Hounding The Moon: A Tess Noncoire Adventure
Page 32
“GOLLUM, I’M SCARED,” I whispered into my cell phone at two in the morning. Only midnight back at Half Moon Lake, Washington. He was still awake, still working on the translation of the demon language he’d channeled.
“What happened?”
I could almost see him straightening from his slump in the armchair of my suite, pushing his glasses up his nose, and planting his big feet firmly on the plank floor.
“What do you call a shadow that takes on three dimensions and freeze-dries everything around it?” I tried for a flippant tone but failed miserably.
“I don’t know. What do you call it?”
I rolled my eyes. He couldn’t be that oblivious to my emotions. Could he?
My gut still churned with fear. Why now? Why were demons coming after me now? I’d been going to cons this last year, promoting the new book. Were the shadows local and opportunistic?
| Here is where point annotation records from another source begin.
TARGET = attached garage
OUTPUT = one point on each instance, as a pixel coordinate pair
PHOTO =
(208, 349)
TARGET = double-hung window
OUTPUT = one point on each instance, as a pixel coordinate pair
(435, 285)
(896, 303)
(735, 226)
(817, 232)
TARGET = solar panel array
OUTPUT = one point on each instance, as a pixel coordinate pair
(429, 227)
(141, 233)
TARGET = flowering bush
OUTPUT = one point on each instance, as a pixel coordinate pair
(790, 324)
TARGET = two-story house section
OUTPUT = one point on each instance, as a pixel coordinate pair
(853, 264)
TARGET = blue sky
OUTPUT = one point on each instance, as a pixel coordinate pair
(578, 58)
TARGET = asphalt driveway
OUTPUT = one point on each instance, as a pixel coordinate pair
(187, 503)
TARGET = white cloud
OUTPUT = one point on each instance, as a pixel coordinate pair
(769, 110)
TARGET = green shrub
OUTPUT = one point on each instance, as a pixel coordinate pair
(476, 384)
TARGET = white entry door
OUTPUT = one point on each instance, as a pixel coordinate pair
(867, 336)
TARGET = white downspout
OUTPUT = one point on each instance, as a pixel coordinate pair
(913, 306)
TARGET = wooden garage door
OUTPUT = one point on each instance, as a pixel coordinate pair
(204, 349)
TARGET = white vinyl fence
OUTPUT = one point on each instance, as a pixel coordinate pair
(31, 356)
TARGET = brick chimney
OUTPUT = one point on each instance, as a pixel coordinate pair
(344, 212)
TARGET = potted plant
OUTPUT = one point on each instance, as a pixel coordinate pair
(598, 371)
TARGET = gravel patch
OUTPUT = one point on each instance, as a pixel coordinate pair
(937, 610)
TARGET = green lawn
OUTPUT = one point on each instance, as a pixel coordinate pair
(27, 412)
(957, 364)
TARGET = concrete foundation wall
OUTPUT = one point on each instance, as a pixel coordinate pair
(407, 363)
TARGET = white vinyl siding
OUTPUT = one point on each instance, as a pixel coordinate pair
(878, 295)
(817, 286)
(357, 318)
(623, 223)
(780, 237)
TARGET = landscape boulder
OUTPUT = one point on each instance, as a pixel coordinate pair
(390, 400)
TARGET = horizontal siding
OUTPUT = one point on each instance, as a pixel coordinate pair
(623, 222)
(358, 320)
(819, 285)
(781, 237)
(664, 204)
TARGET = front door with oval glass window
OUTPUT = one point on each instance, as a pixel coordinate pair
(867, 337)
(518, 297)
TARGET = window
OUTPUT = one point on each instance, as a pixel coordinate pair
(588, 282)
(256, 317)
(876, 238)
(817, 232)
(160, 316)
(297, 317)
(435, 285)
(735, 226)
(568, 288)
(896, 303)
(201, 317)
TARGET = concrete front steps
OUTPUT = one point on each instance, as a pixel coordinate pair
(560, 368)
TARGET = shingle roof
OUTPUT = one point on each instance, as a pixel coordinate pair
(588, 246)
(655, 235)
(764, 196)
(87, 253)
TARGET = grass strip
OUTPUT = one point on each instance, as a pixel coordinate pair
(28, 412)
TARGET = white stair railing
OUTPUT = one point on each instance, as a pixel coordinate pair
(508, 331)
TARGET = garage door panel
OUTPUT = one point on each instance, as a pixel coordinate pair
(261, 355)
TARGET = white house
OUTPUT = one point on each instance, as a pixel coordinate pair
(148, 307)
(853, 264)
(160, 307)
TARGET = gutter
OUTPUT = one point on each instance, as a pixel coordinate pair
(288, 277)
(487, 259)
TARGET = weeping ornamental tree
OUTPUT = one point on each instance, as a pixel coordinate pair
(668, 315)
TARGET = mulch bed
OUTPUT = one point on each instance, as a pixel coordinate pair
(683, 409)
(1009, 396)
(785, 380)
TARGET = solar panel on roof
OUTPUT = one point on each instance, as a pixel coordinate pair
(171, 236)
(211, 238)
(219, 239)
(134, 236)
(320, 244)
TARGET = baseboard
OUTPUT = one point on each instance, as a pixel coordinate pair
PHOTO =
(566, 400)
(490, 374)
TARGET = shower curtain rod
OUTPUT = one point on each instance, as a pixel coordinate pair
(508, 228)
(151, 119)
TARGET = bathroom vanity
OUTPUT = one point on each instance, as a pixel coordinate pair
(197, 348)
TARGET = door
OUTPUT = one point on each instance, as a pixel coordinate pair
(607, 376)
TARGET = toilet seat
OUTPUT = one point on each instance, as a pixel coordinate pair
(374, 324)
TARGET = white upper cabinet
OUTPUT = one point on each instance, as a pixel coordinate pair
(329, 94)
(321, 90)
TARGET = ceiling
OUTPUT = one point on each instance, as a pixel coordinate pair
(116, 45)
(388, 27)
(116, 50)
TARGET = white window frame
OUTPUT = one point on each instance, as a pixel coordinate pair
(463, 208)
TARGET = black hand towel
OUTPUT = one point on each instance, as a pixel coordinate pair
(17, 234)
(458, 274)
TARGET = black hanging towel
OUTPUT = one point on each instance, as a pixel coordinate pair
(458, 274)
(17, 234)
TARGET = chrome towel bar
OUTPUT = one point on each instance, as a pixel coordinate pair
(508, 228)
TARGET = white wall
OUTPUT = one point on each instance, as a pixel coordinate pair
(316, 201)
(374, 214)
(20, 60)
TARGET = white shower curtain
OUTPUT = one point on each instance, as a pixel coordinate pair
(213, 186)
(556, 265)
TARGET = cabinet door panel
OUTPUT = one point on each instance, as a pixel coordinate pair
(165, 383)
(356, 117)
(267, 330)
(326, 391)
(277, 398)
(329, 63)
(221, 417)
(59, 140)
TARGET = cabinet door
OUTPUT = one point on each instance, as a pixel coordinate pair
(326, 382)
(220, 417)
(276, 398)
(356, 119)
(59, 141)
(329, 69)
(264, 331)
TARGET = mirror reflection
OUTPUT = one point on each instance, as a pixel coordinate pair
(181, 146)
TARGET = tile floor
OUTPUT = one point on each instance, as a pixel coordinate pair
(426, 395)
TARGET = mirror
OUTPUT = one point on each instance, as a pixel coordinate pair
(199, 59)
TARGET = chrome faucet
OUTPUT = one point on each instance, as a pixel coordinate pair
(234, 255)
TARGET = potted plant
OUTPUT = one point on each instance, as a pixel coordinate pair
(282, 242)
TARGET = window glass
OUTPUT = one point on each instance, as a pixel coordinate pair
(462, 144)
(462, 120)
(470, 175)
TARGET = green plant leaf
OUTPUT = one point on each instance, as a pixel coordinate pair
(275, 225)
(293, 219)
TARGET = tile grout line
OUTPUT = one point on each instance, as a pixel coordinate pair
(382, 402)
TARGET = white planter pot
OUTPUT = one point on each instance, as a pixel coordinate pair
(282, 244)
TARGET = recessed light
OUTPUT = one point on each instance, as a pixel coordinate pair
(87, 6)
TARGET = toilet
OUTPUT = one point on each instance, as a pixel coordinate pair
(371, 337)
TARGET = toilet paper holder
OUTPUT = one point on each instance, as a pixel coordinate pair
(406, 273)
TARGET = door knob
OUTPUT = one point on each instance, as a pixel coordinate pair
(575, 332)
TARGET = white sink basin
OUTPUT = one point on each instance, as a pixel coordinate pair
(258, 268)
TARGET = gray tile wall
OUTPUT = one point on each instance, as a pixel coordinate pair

Or were they in communication with the Sasquatch and out to get me wherever they could?
“A pair of demons who tried to kill me,” I informed Gollum. Sarcasm helped me quiet the roiling acid in my stomach.
Dead silence.
“Are you there, Gollum? Is the line still open?” Cell phones had a bad habit of dropping calls in Half Moon Lake.
Well, cell phones had that bad habit everywhere.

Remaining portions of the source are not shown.